ツルたちは、はげまし合うように、空で一列になり、少しずつ高く、高く上っていく。
時にはうまく風に乗れなくて地面に押しもどされることもある。でも、あきらめることなく、また高い空へと挑んでいくのじゃ。
上空は水がいっしゅんで氷になるマイナス40度。酸素も、うすくて息苦しい。
風は嵐のように激しい。でも、つばさを広げたアネハヅルたちは、負けない。何度だって挑戦する。
どれくらい時間がたった時じゃったか。ツルたちはとうとう、1羽、また1羽と、次々にわしの頭を飛び越えていったのじゃ。
「なんと、ついにやりおった!」
わしは思わず、はく手を送った。ツルたちは自分に勝った喜びにあふれ、太陽をあびて金色《こんじき》にかがやき光っている。
そして、晴れやかな笑顔で手をふって、暖かい国を目指して、空の向こうへと舞い飛んでいった。
みんなも、きっと同じじゃよ。大きな目標に向かって進めば、それだけ大きな力が出るもんじゃ。
みんなの挑戦を、わしは、ずっと見守っておるぞ──。
 
ネパールは、仏教を最初に説き始めたブッダ釈尊)が生まれた国です。
ヒマラヤの写真を撮ったあと、私は、集まっていた子どもたちに呼びかけました。
ブッダは、偉大なヒマラヤを見て育ったんです。あの山々のような人間になろうとがんばったのです。
堂々とそびえる勝利の人へと自分をつくり上げたんです。みなさんも同じです。
すごいところに住んでいるんです。必ず、偉大な人になれるんです」
早いもので、もう23年になります。
当時、出会いを結んだネパールの少年少女たちも、みんな立派な青年に育ちました。
世界で大活躍する様子を伝えてくれる友もいます。
今、私の何よりの楽しみは、少年少女部のみなさんが、ヒマラヤのようにそびえる「勝利の人」へと成長していく姿を、思いえがくことです。
みなさんが、この1年、どんな夢を広げるだろう、そして夢に向かってどんな目標をかかげて、挑戦し羽ばたいてくれるのだろうと考えるだけで、私の心は、はずみます。

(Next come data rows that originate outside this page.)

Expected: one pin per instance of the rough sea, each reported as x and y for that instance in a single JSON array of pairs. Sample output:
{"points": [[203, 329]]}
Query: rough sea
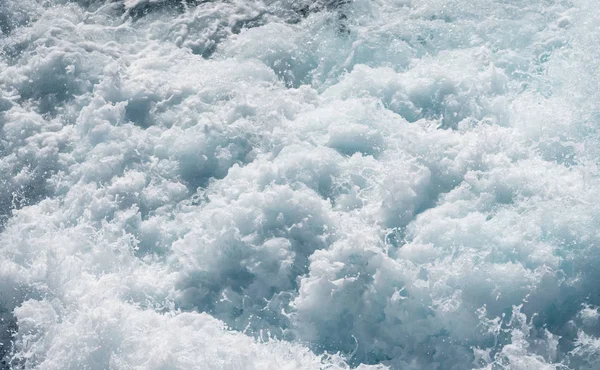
{"points": [[309, 184]]}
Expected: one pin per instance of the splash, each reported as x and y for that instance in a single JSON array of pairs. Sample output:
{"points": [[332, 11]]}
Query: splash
{"points": [[277, 184]]}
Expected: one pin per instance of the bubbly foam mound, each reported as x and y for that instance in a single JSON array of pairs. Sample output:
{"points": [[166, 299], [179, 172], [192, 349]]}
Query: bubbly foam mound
{"points": [[279, 184]]}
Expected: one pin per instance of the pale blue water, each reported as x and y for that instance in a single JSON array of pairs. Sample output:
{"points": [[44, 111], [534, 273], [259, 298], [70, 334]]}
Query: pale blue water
{"points": [[278, 184]]}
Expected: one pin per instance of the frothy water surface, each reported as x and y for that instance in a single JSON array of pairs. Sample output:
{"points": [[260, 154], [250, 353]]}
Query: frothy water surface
{"points": [[279, 184]]}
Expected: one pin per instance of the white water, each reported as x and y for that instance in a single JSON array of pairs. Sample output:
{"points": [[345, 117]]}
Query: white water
{"points": [[404, 184]]}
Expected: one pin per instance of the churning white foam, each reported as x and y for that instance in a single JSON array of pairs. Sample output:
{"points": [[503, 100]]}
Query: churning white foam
{"points": [[278, 184]]}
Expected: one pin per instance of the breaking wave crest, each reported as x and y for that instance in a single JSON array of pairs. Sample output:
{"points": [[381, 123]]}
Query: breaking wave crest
{"points": [[279, 184]]}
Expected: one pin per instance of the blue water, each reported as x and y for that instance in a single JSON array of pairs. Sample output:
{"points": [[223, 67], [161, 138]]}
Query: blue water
{"points": [[279, 184]]}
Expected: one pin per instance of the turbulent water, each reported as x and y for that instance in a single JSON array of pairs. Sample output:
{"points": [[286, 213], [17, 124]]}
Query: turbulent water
{"points": [[279, 184]]}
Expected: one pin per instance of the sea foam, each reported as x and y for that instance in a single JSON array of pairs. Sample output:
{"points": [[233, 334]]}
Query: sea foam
{"points": [[279, 184]]}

みなさんが、がっかりしたり、くやしい思いをしたりしている時も、私は、ずっとずっと、みなさんを信じ、応援し、題目を送り続けていきます。
さあ前進だ! 向上だ! 飛翔だ! 自分自身の夢に向かって、いっしょに挑戦を開始しよう!
 
池田先生とヒマラヤの国・ネパール
 
池田先生は19951011月にネパールを訪問し、名門トリブバン大学で講演を行うとともに、同大学から名誉文学博士号を受けられました。
その翌年、先生は東京・関西創価小学校の入学式に送ったメツセージで、ヒマラヤを飛び越えていくアネハヅルの話を通して、次のように語っています。

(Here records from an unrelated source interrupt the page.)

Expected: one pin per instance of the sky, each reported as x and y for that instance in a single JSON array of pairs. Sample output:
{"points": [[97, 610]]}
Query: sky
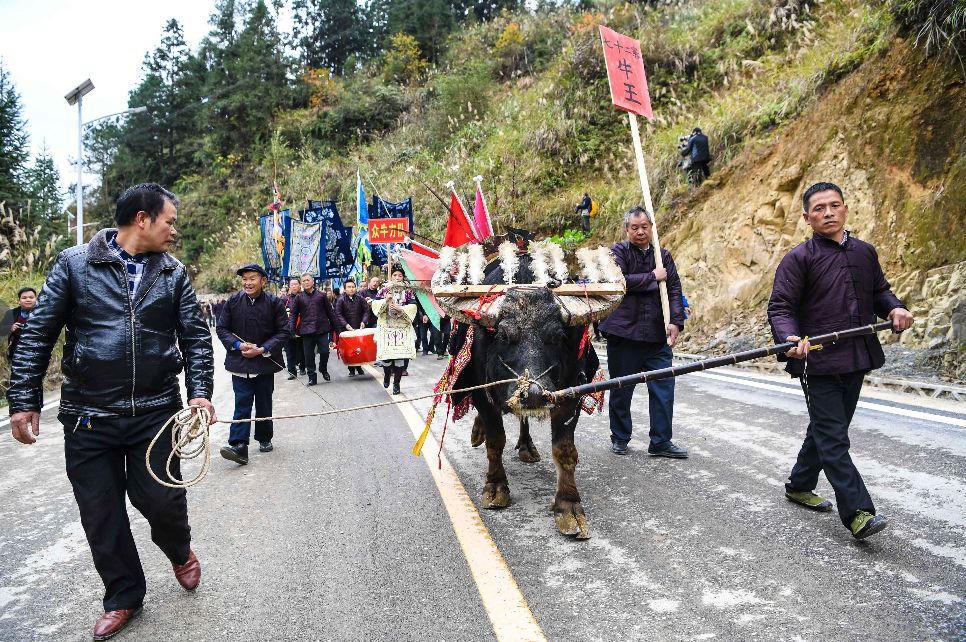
{"points": [[49, 47]]}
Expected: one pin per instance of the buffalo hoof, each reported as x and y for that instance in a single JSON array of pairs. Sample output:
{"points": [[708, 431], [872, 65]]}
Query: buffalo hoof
{"points": [[570, 519], [496, 496], [528, 453], [478, 436]]}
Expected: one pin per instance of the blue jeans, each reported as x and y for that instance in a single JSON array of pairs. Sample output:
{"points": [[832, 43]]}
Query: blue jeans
{"points": [[626, 357], [258, 389]]}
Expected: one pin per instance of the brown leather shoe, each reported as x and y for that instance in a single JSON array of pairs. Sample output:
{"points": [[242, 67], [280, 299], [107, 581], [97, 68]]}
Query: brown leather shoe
{"points": [[189, 573], [111, 622]]}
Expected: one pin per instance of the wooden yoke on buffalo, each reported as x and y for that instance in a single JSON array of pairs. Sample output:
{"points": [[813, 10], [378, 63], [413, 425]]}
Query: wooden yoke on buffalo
{"points": [[472, 291]]}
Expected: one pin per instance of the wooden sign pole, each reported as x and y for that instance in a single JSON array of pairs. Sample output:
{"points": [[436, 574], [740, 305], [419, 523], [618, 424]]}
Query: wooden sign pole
{"points": [[655, 239]]}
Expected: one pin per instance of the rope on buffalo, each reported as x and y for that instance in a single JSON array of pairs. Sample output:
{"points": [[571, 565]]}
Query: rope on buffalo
{"points": [[193, 423]]}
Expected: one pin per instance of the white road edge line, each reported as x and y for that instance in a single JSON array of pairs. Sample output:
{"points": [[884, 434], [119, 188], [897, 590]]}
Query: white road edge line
{"points": [[53, 404], [502, 599], [867, 405]]}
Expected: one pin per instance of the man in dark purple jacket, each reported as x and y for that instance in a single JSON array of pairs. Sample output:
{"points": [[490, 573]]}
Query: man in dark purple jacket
{"points": [[638, 340], [313, 319], [253, 326], [832, 282], [351, 313]]}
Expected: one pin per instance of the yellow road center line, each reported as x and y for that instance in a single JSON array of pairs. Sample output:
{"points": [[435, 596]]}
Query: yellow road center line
{"points": [[502, 599]]}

「みなさんには、絶対に負けない『勇気のつばさ』『希望のつばさ』があります。何があっても、がんばりぬく人が、一番、偉いのです」
先生は97年に、ネパールを舞台にした創作童話『ヒマラヤの光の王国』も作られました。今では中国語(繁体字)と韓国語に翻訳され、アニメにもなっています。